Well, there was a confession. I wish I’d been wearing a wire. Did I have room in my HEP belt for another pocket? A recording device might come in handy, but then there’s batteries, and they aren’t as durable as the Glock and the other tools. Such a device would get damaged in a real fight. I could look into it, though, assuming I got out of this alive, which I wasn’t really expecting to. At least I knew the truth. There was a chance that one of the others had figured it out, too. Billings, perhaps, or maybe Sylvia if she stopped worrying about the artificial eye. But they didn’t have the last piece of the puzzle. They didn’t know Badassi was here in the jungle, and I couldn’t be sure Susan would be able to tell them.
I didn’t have any more ti
me to go over the possibilities. There was some rustling of leaves as the guerrillas returned with their next victim.
They carried her by the arms, like they had me, forming an iron cross that barely touched the ground. When they got well into the clearing, they put her down and faded into the jungle, but we knew they were watching. Just because we didn’t see any little red dots didn’t mean there wasn’t anything aimed at us.

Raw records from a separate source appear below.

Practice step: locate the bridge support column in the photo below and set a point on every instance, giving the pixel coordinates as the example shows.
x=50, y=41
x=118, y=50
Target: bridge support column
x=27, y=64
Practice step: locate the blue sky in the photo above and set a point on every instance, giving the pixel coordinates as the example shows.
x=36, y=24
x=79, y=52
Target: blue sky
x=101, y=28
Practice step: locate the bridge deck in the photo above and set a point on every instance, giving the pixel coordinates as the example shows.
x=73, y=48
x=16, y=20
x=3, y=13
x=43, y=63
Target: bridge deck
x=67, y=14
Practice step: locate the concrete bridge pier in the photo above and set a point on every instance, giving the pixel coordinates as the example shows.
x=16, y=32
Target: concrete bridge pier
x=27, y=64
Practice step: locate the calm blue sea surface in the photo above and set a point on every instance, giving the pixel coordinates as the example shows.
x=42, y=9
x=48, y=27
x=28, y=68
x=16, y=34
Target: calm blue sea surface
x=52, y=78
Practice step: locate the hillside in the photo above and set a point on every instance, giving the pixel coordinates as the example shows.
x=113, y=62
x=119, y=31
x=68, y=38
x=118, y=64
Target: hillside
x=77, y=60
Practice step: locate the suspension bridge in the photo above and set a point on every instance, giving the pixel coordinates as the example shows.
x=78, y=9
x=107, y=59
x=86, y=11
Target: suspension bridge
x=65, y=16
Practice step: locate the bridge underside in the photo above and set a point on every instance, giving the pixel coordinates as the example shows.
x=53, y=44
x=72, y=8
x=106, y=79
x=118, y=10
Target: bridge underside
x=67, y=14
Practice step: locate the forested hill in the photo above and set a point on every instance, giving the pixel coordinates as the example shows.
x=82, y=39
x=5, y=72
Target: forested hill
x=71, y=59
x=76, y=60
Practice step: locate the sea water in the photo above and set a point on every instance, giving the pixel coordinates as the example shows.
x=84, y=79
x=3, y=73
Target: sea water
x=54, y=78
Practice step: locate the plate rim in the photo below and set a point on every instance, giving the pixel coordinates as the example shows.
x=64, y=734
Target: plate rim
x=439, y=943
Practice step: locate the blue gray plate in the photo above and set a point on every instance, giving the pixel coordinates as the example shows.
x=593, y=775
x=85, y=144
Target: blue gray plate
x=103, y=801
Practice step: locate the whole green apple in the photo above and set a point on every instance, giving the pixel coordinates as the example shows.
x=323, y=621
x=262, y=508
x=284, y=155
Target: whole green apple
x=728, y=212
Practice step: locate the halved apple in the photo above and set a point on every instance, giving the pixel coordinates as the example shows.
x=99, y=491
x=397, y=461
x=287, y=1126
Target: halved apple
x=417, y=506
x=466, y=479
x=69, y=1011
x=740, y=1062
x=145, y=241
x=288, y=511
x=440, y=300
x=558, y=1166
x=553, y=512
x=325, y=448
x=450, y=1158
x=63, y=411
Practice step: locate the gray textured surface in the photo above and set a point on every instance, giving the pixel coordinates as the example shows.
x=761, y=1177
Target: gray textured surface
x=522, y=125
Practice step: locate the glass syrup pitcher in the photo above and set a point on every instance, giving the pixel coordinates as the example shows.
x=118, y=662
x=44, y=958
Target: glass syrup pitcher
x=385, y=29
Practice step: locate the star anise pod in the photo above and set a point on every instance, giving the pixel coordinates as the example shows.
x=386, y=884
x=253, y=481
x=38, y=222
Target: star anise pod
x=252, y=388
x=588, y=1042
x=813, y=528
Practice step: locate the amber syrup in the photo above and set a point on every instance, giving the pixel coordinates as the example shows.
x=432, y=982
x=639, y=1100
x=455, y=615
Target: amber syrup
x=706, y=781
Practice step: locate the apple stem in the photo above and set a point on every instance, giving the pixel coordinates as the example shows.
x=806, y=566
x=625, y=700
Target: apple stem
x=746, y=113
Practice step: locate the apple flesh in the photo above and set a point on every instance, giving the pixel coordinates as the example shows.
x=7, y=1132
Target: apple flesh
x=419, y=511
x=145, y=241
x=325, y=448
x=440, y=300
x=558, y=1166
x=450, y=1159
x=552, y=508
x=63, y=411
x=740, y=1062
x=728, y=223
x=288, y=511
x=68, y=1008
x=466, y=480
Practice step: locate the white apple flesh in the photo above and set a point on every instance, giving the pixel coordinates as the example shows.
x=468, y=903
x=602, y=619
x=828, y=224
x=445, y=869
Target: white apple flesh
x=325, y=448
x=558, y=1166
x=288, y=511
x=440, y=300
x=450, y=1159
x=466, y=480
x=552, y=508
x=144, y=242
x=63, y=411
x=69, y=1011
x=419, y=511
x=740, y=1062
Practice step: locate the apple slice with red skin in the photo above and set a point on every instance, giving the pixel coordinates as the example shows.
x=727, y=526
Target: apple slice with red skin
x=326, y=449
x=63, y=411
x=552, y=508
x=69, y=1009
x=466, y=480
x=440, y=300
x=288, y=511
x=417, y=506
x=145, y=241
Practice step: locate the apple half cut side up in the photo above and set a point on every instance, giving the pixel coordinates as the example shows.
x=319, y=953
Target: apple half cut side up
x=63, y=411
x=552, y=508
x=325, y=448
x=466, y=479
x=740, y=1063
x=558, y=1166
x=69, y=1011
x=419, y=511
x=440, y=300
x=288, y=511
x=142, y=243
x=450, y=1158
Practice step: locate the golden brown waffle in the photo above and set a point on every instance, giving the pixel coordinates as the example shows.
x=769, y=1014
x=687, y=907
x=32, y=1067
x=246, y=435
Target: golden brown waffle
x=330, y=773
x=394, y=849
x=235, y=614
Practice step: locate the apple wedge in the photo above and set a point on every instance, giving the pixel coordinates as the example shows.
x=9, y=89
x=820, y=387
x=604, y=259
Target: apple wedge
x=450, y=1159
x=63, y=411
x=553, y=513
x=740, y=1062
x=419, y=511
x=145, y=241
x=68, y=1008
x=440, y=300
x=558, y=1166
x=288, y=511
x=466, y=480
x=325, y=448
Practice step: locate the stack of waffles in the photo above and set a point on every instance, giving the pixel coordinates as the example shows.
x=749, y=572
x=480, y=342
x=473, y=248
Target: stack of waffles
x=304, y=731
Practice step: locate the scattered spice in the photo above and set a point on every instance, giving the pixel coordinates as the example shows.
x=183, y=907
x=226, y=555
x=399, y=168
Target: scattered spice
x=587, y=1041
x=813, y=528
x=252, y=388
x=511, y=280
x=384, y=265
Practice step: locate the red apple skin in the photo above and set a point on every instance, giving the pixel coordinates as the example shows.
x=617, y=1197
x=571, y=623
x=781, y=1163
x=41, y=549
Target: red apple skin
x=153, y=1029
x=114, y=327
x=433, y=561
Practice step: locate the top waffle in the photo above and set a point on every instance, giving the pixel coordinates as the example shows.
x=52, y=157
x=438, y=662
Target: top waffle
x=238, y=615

“Hello,” said Badassi. “What is your name?”
I answered for her. “Diane.” The name Dinny wasn’t for this guy. That was just for us. He would not know her by that name.
Dinny gulped visibly. She got a good look at him and I saw the light bulb turn on, but she said nothing. Her eyes took in the scene, me, sitting at the table, an empty chair on the other side, the men on the benches. New shouts and more money getting passed around. I gave her credit for not vomiting in fear.
“Now we can get on with this. We’ll be losing the light soon, and my men like to see.”
From a holster hidden under his loose pant leg, he pulled out a Ruger, with a polished chrome barrel and a handle wrapped in black leather. I sucked in air. That thing looks small, but fires a .357 cartridge. It holds five bullets, each with the capacity to remove most of your head. While I watched from my chair and Dinny watched standing inches away, he made a show out of demonstrating the empty cylinder. He even let Dinny look inside it, spinning it slowly so she could see all five chambers. Well, “let” isn’t the right word. He pulled out a single bullet, lifting it in the air so we could both see it before he dropped it into the cylinder and spun it around.
Dinny got the idea.
He spun it again, motioning with his head that she should take her seat across from me. I wondered idly how he would determine who went first.